The ItemMeta class serves as a base class for metadata about data items. It provides a mechanism for unique identification by utilizing either an explicit object_id or an abstract derived_id that must be implemented in subclasses.

Parameters

  • object_id: An optional string that explicitly identifies an item.
  • payload: An optional dictionary containing additional metadata.

Usage

  • Purpose: To offer a consistent way to reference items with unique identifiers. When an object_id is absent, the derived_id computed by the subclass ensures uniqueness.

Inheritance

ItemMeta inherits from BaseModel in the Pydantic library, enabling data validation and extensibility.

Example

Below is a sample subclass implementation of ItemMeta:

class MyItem(ItemMeta):
    @property
    def derived_id(self) -> str:
        return "unique_identifier_based_on_attributes"

Method: id

Functionality

The id method returns a unique identifier for an item. It first checks for an explicit object_id and uses it. If an object_id is not provided, it falls back on the derived_id defined by the subclass, ensuring a unique identifier in all cases.

Parameters

This method does not accept additional parameters.

Usage

  • Purpose: To provide a universal way to retrieve a unique identifier for data items in the system.

Example

# Example when object_id is provided
item = SomeItemMetaSubclass(object_id='1234', payload={'key': 'value'})
print(item.id)  # Outputs: 1234

# Example when object_id is not provided, derived_id is used
item = SomeItemMetaSubclass(payload={'key': 'value'})
print(item.id)  

In the second example, the subclass implementation of derived_id will generate the identifier.


Property: derived_id

Functionality

The abstract property derived_id computes a unique identifier for an item when an object_id is not provided. It should be implemented by subclasses to derive the ID from intrinsic properties, such as file paths or timestamps.

Parameters

This property does not accept parameters. Subclasses implement their own logic using instance attributes to generate a unique identifier.

Usage

  • Purpose: To ensure every item has a unique identifier when an explicit object_id is absent. Subclasses must override this property to define their own unique generation strategy.

Example

A typical implementation in a subclass might be:

@property
def derived_id(self) -> str:
    return f"{self.file_path}:{self.creation_timestamp}"

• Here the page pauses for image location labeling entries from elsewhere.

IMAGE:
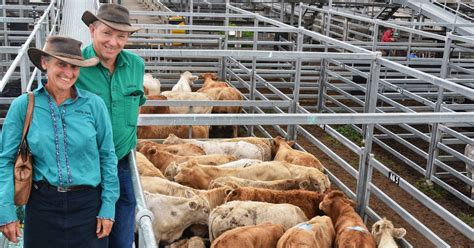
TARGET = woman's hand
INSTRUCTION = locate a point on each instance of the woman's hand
(104, 227)
(12, 231)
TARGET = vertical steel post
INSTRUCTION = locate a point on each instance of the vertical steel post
(435, 132)
(291, 130)
(371, 101)
(322, 85)
(253, 72)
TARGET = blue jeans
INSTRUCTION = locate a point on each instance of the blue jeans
(122, 234)
(62, 219)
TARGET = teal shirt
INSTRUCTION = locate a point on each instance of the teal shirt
(90, 149)
(122, 92)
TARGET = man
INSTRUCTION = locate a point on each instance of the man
(118, 80)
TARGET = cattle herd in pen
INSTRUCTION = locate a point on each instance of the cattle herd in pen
(240, 191)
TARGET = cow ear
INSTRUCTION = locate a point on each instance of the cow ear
(304, 184)
(193, 78)
(399, 233)
(193, 205)
(189, 194)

Class: ItemMetaWithSourceInfo

Functionality

ItemMetaWithSourceInfo extends ItemMeta by including a source identifier. It ensures unique identification across multiple sources by integrating the source name into the derived ID. This is particularly useful when items originate from various sources, aiding in tracking and logging.

Parameters

  • source_name: The name of the source from which the item originates.

Usage

  • Purpose: To distinguish item metadata by merging the source name with a derived ID.
  • Motivation: In multi-source systems, items may clash in ID values.

Example

class FileItemMeta(ItemMetaWithSourceInfo):
    file_path: str

    @property
    def derived_id(self) -> str:
        return f"{self.source_name}:{self.file_path}"

Property: derived_id in ItemMetaWithSourceInfo

Functionality

This derived ID is created by including the source name. It enhances the base class implementation by prefixing the identifier with the source name to maintain uniqueness across items from different sources.

Parameters

None, as this property method computes the value internally.

Usage

  • Purpose: To provide a unique identifier when no explicit object_id is set.
  • It combines class-specific attributes with source information to guarantee uniqueness.